In my work with children I use this analogy to describe teamwork. It takes a team of different strengths and abilities to get the job done whether its scoring goals, presenting a group project or putting on a show to mum and dad in the backyard.
I use the following model of four different animals to assist kids identify and develop their strengths in team work.
Echidna are results people. They prefer being in charge and have strong ideas and opinions. They are achievement and goal oriented and strong influencers in getting things done.
Brolga are “people” people. They express opinions and emotions easily and prefer strong interaction with people. They are lively and have many interests.
Bower Birds are the numbers people. They like things to be well organized and thought out, preferring specific projects and activities that can be systematically worked on. They enjoy putting structure to ideas and are thorough and careful about details.
Quokka are feelings people. They have a concern for good relationships and like being part of cordial and friendly groups. They seek stability and predictability and more than likely stay out of the limelight.
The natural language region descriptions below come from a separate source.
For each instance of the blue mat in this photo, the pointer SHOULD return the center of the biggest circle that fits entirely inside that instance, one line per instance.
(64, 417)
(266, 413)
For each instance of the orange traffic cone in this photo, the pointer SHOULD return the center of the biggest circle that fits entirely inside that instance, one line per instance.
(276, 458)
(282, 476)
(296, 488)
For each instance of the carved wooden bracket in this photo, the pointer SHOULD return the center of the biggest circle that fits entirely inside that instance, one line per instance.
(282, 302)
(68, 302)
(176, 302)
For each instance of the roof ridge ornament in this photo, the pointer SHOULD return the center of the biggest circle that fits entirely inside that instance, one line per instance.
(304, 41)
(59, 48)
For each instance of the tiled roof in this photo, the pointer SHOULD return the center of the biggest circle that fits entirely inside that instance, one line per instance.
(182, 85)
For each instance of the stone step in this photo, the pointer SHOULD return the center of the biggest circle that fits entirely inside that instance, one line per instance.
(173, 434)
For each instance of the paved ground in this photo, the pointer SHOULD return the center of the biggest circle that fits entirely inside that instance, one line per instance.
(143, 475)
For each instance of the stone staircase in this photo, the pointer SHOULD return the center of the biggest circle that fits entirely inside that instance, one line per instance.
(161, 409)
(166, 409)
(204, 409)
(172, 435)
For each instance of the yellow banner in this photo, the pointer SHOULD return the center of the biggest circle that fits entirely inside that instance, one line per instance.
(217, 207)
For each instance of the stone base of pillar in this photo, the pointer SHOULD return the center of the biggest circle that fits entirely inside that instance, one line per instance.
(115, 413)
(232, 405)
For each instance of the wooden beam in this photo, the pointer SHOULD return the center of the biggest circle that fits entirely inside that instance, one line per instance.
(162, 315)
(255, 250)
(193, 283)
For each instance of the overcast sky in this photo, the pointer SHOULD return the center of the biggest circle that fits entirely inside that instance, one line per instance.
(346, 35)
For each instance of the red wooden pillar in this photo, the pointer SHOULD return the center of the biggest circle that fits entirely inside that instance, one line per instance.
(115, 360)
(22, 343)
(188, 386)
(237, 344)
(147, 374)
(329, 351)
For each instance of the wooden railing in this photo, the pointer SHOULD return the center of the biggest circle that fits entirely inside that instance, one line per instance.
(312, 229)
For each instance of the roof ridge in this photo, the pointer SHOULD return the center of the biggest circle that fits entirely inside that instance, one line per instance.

Of course, people are not easily categorised and while we may have a dominant style, we probably have secondary styles that influence our behaviours. Each style also has strengths and weaknesses. While an Echidna is decisive and gets things done, they can sometimes be bossy and domineering. It also depends on the situation as well and our confidence. It is important to note that there is no one best style. Going back to our analogy of the sports team, we need a variety of different strengths to win the game.
As a parent, what does all this mean? These types of classification give you clues on the types of support and parenting strategies will be effective for your child. Its another tool in your toolbox.
For example, Echidnas' with their determined but sometimes bossy ways can be given a role where they mentor or help another person to do a job. They may need assistance to not take over and encourage others to join in.
Brolga can lack focus and follow through because they get distracted easily. A successful strategy may include rewarding them for completing projects or tasks.
Bowerbird while persistent can be indecisive. They may benefit from a parent who supports them to take risks and creating opportunities for messy play is a good strategy.
Quokka are notorious people pleasers and may often do what other people want so they don’t rock the boat. Assisting your child to unearth their passions and identify what they want will assist them to find a voice and their own direction.